Mutability of temporary variables

[kyle]

Consider following code:

int main() {
const int& c = int();
int& m = const_cast<int&>(c);
m = 4;
}

The object of the snippet is to get a mutable reference to a temporary.
This cant be done directly because non-const reference cannot bind to
temporary, but we should be OK with casting away constness of reference
'c' since it doesn't actually refer to const object.

Temporaries are mutable, so in whole my snippet is legal C++. Am i correct?

 

[Victor Bazarov]

Consider following code:

int main() {
const int& c = int();
int& m = const_cast<int&>(c);
m = 4;
}

The object of the snippet is to get a mutable reference to a temporary.
This cant be done directly because non-const reference cannot bind to
temporary, but we should be OK with casting away constness of reference
'c' since it doesn't actually refer to const object.

Temporaries are mutable, so in whole my snippet is legal C++. Am i correct?

AIUI, your code has undefined behavior. 'c' is bound to an rvalue, and
using 'const_cast' to produce an lvalue out of it is not among the
allowed operations for 'const_cast'.

V

 

[Victor Bazarov]

Yes, I think you are correct. Another trick to get a mutable reference to
a temporary is to use a non-const member function. This avoids
const_cast, but of course lifetime extending by binding to a const
reference does not work any more:

struct A {
int m;
A& Ref() {return *this;}
};

void f(A& a) {
a.m = 4;
}

int main() {
f( A().Ref() );
}

There is a difference between your example and the OP's. In your
example the temporary is of a class type, and the expression A()
produces an lvalue to begin with.

V

 

[Johannes Schaub]

Consider following code:

int main() {
const int& c = int();
int& m = const_cast<int&>(c);
m = 4;
}

The object of the snippet is to get a mutable reference to a temporary.
This cant be done directly because non-const reference cannot bind to
temporary, but we should be OK with casting away constness of reference
'c' since it doesn't actually refer to const object.
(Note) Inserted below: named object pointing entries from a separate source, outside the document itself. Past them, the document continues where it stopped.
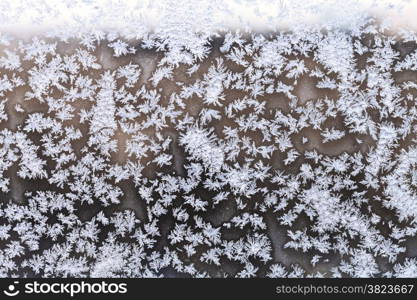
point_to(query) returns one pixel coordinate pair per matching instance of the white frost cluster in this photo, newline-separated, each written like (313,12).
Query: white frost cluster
(182,152)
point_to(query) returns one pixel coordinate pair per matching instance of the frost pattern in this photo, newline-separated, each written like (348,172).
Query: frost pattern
(289,154)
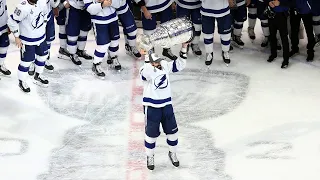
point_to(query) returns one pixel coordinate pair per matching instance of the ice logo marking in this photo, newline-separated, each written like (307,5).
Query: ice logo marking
(99,149)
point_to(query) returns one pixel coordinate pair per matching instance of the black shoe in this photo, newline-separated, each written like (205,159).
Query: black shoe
(209,59)
(4,70)
(167,53)
(237,41)
(24,86)
(40,80)
(96,68)
(173,158)
(285,64)
(75,59)
(32,69)
(226,57)
(271,58)
(196,49)
(83,54)
(150,162)
(310,56)
(132,51)
(293,52)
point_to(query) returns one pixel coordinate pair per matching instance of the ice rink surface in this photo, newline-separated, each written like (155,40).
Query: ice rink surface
(251,120)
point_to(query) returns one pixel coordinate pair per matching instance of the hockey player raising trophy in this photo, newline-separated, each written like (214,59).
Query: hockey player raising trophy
(157,90)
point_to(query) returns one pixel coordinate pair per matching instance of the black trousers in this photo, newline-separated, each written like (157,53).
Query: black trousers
(295,19)
(279,23)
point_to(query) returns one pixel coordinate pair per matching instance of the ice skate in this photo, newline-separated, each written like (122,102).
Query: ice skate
(4,70)
(32,69)
(97,70)
(132,51)
(64,54)
(75,59)
(83,54)
(40,80)
(251,33)
(168,53)
(24,86)
(209,59)
(150,162)
(226,57)
(237,41)
(196,49)
(173,158)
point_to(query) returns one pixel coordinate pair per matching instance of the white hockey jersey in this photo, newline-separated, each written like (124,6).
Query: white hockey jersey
(215,8)
(78,4)
(52,4)
(155,6)
(124,7)
(3,17)
(29,22)
(189,4)
(101,15)
(157,88)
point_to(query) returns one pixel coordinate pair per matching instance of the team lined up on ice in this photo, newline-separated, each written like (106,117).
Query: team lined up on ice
(32,25)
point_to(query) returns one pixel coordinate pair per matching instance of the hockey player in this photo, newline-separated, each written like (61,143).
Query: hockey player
(105,23)
(191,9)
(28,25)
(61,21)
(158,106)
(77,28)
(239,15)
(129,29)
(211,11)
(150,10)
(256,10)
(4,39)
(302,10)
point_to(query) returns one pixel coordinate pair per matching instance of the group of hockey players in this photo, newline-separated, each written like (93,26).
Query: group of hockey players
(32,25)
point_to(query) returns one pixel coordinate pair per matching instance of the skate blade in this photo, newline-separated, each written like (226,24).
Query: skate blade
(40,84)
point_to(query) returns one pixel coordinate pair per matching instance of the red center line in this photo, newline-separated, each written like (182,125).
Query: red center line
(136,169)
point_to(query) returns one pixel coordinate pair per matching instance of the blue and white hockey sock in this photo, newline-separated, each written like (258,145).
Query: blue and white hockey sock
(172,141)
(82,40)
(3,54)
(150,145)
(208,42)
(72,44)
(225,42)
(63,37)
(39,63)
(100,52)
(316,24)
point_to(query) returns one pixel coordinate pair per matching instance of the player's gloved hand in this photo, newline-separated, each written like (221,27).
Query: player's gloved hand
(56,12)
(18,42)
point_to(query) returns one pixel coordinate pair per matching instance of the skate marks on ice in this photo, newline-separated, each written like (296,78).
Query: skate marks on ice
(98,150)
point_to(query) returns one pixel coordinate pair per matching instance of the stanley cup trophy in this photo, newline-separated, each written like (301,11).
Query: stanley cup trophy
(168,34)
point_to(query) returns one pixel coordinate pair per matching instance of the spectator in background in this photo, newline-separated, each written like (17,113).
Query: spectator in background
(277,13)
(302,10)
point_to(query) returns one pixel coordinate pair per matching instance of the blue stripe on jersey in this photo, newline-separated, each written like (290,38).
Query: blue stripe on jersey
(189,3)
(122,7)
(3,27)
(14,19)
(86,5)
(32,39)
(158,101)
(159,6)
(104,18)
(174,67)
(212,11)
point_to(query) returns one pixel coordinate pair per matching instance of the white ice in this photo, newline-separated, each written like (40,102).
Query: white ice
(251,120)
The error in your thinking is that you think that "int()" is a temporary
object.

However, "int()" is not a temporary object. It is simply a value, and when
it is an initializer of a reference, a temporary object will be initialized
with that value, and the object will have the type and constness of the
referred type of the reference.

So in your case the reference refers to an object of type "const int" - you
are not allowed to modify it.

 

[Victor Bazarov]

The lvalue and rvalue notions apply to source code expressions (3.10/1:
"Every expression is either an lvalue or an rvalue"). Expression 'c' is
of a reference type, which means it is a lvalue, doesn't it? (rvalue
references use&& syntax). And lvalue->lvalue conversion is well defined
for const_cast.

Or have I misunderstood something?

int() is an rvalue expression. Now, explain that.

V

 

[SG]

There is a difference between your example and the OP's.  In your
example the temporary is of a class type, and the expression A()
produces an lvalue to begin with.

You seem to confuse two concepts, (1) value category and (2) whether
or not an expression refers to an object. There is some correlation
between these two but no equivalence. What is true though is that
every lvalue (of object type) refers to an object. But T() is always
an rvalue expression no matter what kind of object type T is (scalar
or not). Let me quote part of 3.10 of the current C++ ISO standard:

"An rvalue (...) is an xvalue, a temporary object or a subobject
thereof, or a value that is not associated with an object."

So, saying that A() is an rvalue which refers to a temporary object is
not a contradiction.

In the former version of the standard it was also clarified when an
rvalue (that is not an xvalue) actually refers to an object and when
not. I can't find it in the current incarnation but I guess it did not
change. PRvalues of _scalar_types_ are not associated with an object,
they are just "values". And since int is a scalar type int() does not
refer to an object (temporary or otherwise). But of course, a
reference of object type has to refer to an object. That's why a
temporary object is created as part of the reference initialization
procedure.

I suggest to look up §3.10 and the part about reference initialization
in both versions of the C++ ISO standard.

Cheers!
SG

 

[SG]

int main() {
   const int& c = int();
   int& m = const_cast<int&>(c);
   m = 4;
}

[...]

Temporaries are mutable, so in whole my snippet is legal C++. Am i correct?

Yes, I believe so. I would not go as far as saying "temporaries are
mutable" because one can easily create const class-type temporaries.
These are obviously not mutable unless they have mutable data members.
But, I agree with Paavo on this one. As far as I can tell, no
undefined behaviour is invoked here.

Cheers!
SG

 

[Johannes Schaub]

int main() {
const int& c = int();
int& m = const_cast<int&>(c);
m = 4;
}

[...]

Temporaries are mutable, so in whole my snippet is legal C++. Am i
correct?

Yes, I believe so. I would not go as far as saying "temporaries are
mutable" because one can easily create const class-type temporaries.
These are obviously not mutable unless they have mutable data members.
But, I agree with Paavo on this one. As far as I can tell, no
undefined behaviour is invoked here.

What do you say about the point I have made about the code?

 

[kyle]

Dnia 19-11-2011 o 16:16:45 Johannes Schaub

The error in your thinking is that you think that "int()" is a temporary
object.

This is indeed what i assumed.
As i understand, i could 'fix' the code by having a function 'int foo()
{return 1;}' and using it in place of 'int()'?

Unfortunately, what i originally planned to do is illegal for entirely
different reason

 

[Johannes Schaub]

Dnia 19-11-2011 o 16:16:45 Johannes Schaub


This is indeed what i assumed.
As i understand, i could 'fix' the code by having a function 'int foo()
{return 1;}' and using it in place of 'int()'?

No, as someone else already said, rvalues of non-class and non-array type
are not objects, and the rules for initialization of references adequately
are worded to take that into account. It will behave exactly like the
"int()" case.